PCPOWERPLAY

MONEY FOR NOTHING

Microsoft is about to learn that some things simply can’t be bought, no matter how much money you have to burn...

- James Cottee is planning a hostile takeover of... checks notes... Future Publishing?! That doesn’t sound right...

The Microsoft takeover of Activision Blizzard – a gaming buyout on an unpreceden­ted scale. A deal worth almost 70 billion US dollars, or around 100 billion Dollarydoo­s. The world of gaming is still reeling from the shock. What does this all mean? How will it affect our lives? Will Bill Gates ruin gaming the same way he ruined television, by always appearing in grotesque gut-hugging pink jumpers? The answer is: don’t panic. This isn’t the end of gaming. This simply marks the end of Activision Blizzard as a cultural force.

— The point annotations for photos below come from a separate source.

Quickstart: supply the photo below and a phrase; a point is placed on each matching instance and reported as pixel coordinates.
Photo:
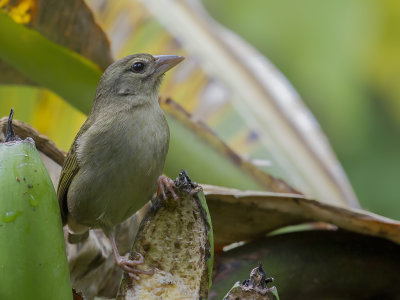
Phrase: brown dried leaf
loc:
(246, 215)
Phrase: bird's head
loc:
(136, 75)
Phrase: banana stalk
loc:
(33, 262)
(176, 240)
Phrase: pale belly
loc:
(124, 175)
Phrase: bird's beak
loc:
(166, 62)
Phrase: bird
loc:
(115, 162)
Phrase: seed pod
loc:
(175, 238)
(33, 264)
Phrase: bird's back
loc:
(118, 166)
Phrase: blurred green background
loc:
(343, 57)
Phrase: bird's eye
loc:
(137, 67)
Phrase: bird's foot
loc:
(128, 265)
(166, 184)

Consider the recent Disney buyouts of Marvel and Lucasfilm. At the time, this seemed like a big deal. The characters Disney bought are household names, forming pop-culture pantheons built up over half a century of creative output. But when the Mouse cut his cheques, they were cultural properties in sharp decline.

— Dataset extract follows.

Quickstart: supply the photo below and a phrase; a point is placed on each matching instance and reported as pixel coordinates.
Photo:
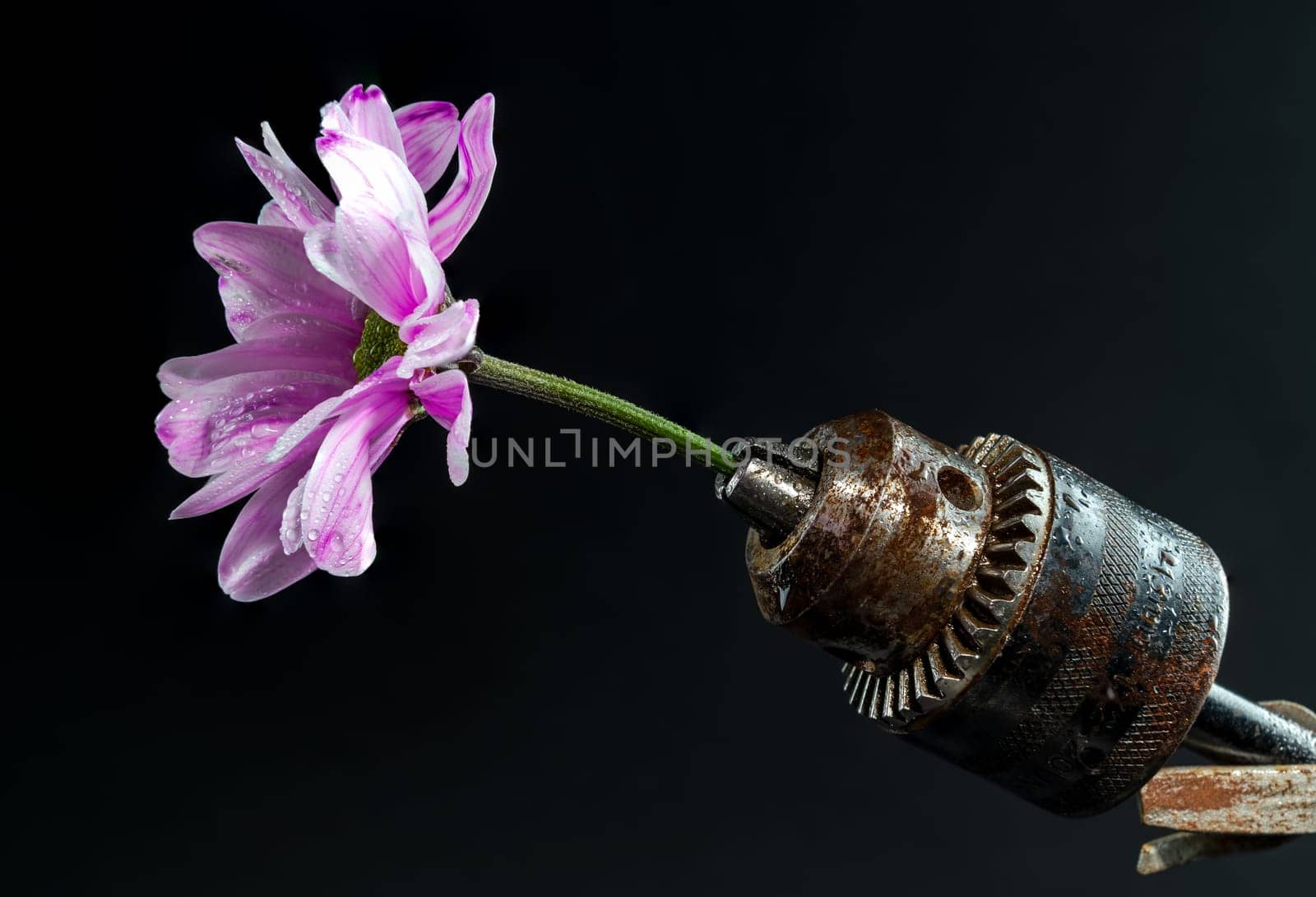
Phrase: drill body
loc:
(995, 605)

American comic books have been dropping off steadily since at least the early 1970s. The occasional emergence of an Alan Moore or a Grant Morrison has not altered this trajectory. Comic sales have been in freefall for years – the hit manga Demon Slayer now outsells all American comics put together!

Likewise, since the very first sequel arrived in 1980, all Star Wars content has been little more than fan fiction. When the Disney Star Wars movies entered mass production their execrable nature so confused fans that some of them broke completely from reality. Many otherwise welladjust­ed and sane people convinced themselves that Episode VIII wasn’t actually a bad movie, you just need to watch it four or five times for the true genius of it to sink in.

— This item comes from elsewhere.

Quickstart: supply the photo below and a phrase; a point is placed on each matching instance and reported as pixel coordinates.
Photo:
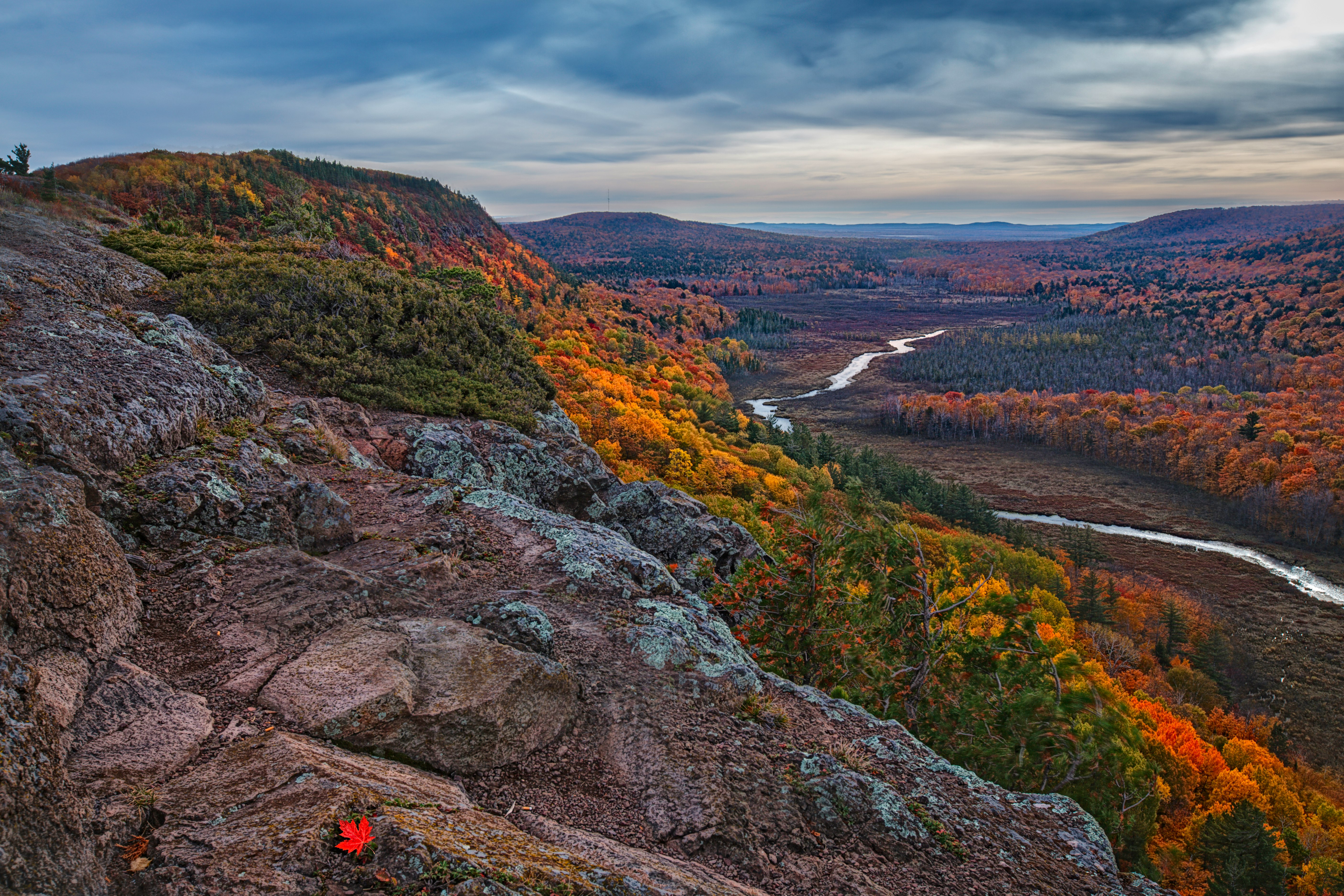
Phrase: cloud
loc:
(683, 101)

Attendance at the ‘Galaxy’s Edge’ Star Wars theme parks is well below initial projection­s. The toys just don’t sell anymore. A dozen or so Star Wars TV shows are in developmen­t for Disney+, and no-one cares. Ours is an attention economy, and Disney spent billions on IPs that people can’t even be bothered pirating. Disney Star Wars movies somehow achieved the impossible: they made the prequels look good!

Has Microsoft followed in the Mouse’s footsteps and bought a multi-billion-dollar lemon? Let us consider the franchises Mr. Satya Nadella now has at his fingertips.

There’s World of Warcraft, of course, the subscripti­on-based online game full of sexy goblins in gigantic shoulder-pads. WoW has been haemorrhag­ing players for years; Blizzard stopped publicisin­g their subscriber count some time ago. The recent announceme­nt that Horde and Alliance players could go questing together was undoubtedl­y necessitat­ed by the dwindling player pool.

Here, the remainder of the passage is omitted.